Chief Executive Officer of the Ghana Shippers’ Authority Benonita Bismarck has called for the continuous dialogue among relevant stakeholders with a commitment to help facilitate transit trade and with the view of ensuring that the country’s corridor remains the most preferred in the sub-region.
According to her, even though there are fundamental issues affecting the haulage of goods along Ghana’s corridor, a commitment to continuous dialogue will help remove teething bottlenecks for a desirous transit trade.
“Action and inaction of haulage truck drivers add cost to the shipper. There are delays in the return of empty containers resulting in detention charges, delays by loaded transit trucks to exit the country attracts penalties, changing the prescribed route for the transit goods also attracts a penalty while returning an empty container with debris attracts a container cleaning charge.”
She mentioned that a fact-finding trip in May this year on the Tema-Hamile corridor revealed a disturbing number of barriers and checkpoints which if not properly regulated will harm transit trade along Ghana’s corridor.
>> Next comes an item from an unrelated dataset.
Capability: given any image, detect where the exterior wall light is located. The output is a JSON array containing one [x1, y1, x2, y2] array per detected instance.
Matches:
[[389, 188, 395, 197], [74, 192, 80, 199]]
“We saw 55 Police and MTTD stops which included 40 permanent barriers and 15 temporary barriers, 2 Forestry Commission checkpoints, 3 Immigration checkpoints, 4 axle load stations – Tema motorway, Akom, a mobile axle weighbridge at Doboro and Sawala.”
But at a sensitization workshop for haulage truck drivers in Takoradi in the Western Region, Ms Bismarck assured that it is the avowed commitment of her outfit that no effort is spared in ensuring that truck drivers are regularly sensitized and fully equipped on international conventions, national and regional regulations, directives and measures that relate directly to their operations in order to engender full compliance.
“With respect to the conduct of the police on the corridor, the Authority is collaborating with the Police Administration to conduct sensitization seminars along the corridors. These events have already been held in Kumasi, Techiman and Tamale, with very encouraging outcomes. Those for Bolgatanga and Wa have been scheduled for the third quarter of this year.”
The Chief Executive Officer applauded the Inspector General of Police (IGP), James Oppong-Boanuh, for his personal commitment to removing trade barriers along Ghana’s transit corridors.
She indicated that, already, the e-Platform instituted by the Ghana Shippers’ Authority for reporting of Non-Tariff Barriers over the last few years is receiving positive outcomes.
“The performance report of this platform has indicated that an average of 98 percent of all reported complaints against the Police, Axle Load Officer, Customs and other operatives along the corridor have been resolved.
The Authority therefore urges all truck drivers to use the platform as their first point of call for issues along the corridor,” she urged.
She entreated truck drivers to make a conscious effort of complying diligently with all conventions and regulations – both regional and national – governing their work so as to put them in pole position to attract full benefits of the African Continental Free Trade Area (AfCFTA).
“One of the aspirations of the African Continental Free Trade Area (AfCTA) is to boost intra-African trade.
The expected increase in trade in products among African countries provides fresh opportunities for the haulage transport industry, especially to the land-linked countries. As key stakeholders, it will be prudent to hold yourselves in readiness for the expected good times ahead.”
According to her, the Authority is teaming up with GPHA and other stakeholders to reorganize the Joint Association of Port Transport Union (JAPTU) to ensure that they forge ahead with one voice in deliberations on transit trade, both locally and internationally.
Western Region Commander of the Motor Traffic and Transport Department of the Ghana Police Service Chief Superintendent Isaac Sorkpah assured that the Police remains committed in providing adequate security to enhance transit trade along the country’s corridor.
“Because we have the responsibility of enforcement, largely we will come into contact with you and at times it will result in some kind of confrontation. This is because of lack of understanding of the work that both of us are doing. But let me assure you that we are ready to work with you. All we are asking is for you to obey the road traffic regulations.”
He also called on the Ghana Shippers’ Authority and Haulage companies to do their part in promoting safe driver conduct on the road.
“I will appeal to you to ensure safe running of vehicles through proper maintenance on our roads. We also want you to monitor driver performance and conduct on the road so that they will not be doing anything in the name of driving but will follow simple regulations.
We also want you to help us enforce the compulsory resting period especially those who commute for more than 4 hours. Most of the accidents we are receiving from your end are coming in the evening through to dawn. This suggests that it happens because people are tired while driving.”
The participants applauded the Ghana Shippers’ Authority for the continuous sensitization on regional and national regulations governing their work and pledged to also shun conducts that will inhibit transit trade along the country’s corridor.